Signaling networks that employ phosphorylation to modulate protein activities have been shown to be critically involved in the onset of diseases such as cancer. The abnormal activation of protein kinases is often either a driver or is directly resulting in the onset of these diseases. The predominance of phosphorylation as a regulator of cellular metabolism has encouraged the development of peptide arrays of kinase substrates that allow the measuring of these phosphorylation events. However, where the bioinformatics framework for DNA expression array analysis is well-developed, no advanced analysis tools are yet available for specific kinase activity profiling.

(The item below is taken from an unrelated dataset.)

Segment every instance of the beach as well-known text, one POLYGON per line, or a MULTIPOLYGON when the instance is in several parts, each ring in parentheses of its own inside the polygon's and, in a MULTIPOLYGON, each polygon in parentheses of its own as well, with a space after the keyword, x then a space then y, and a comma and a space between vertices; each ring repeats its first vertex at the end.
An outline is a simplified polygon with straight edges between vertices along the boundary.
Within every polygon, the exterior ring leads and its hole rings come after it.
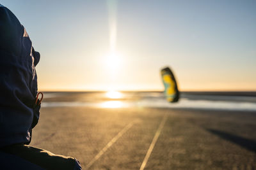
MULTIPOLYGON (((45 103, 88 101, 81 96, 45 103)), ((256 168, 254 110, 68 106, 42 108, 31 145, 76 157, 84 169, 256 168)))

Our paper “Improved intra-array and interarray normalization of peptide microarray phosphorylation for phosphorylome and kinome profiling by rational selection of relevant spots” as published recently in Nature Scientific Reports describes a novel interarray normalization procedure, named Repetitive Signal Enhancement, or RSE, which provides a mathematical approach to limit false negatives typically generated by traditional normalization procedures. The in silico and biological experiments shown in this paper demonstrate that RSE yields superior results as compared to classical analysis tools for kinome profiling, resulting in better insights in cellular physiology.
Based on this novel approach Pepscope has developed a workflow measuring the activity of hundreds of human kinases simultaneously on a peptide array, coupled to advanced analysis tools providing unsurpassed kinase mapping in cells and tissues.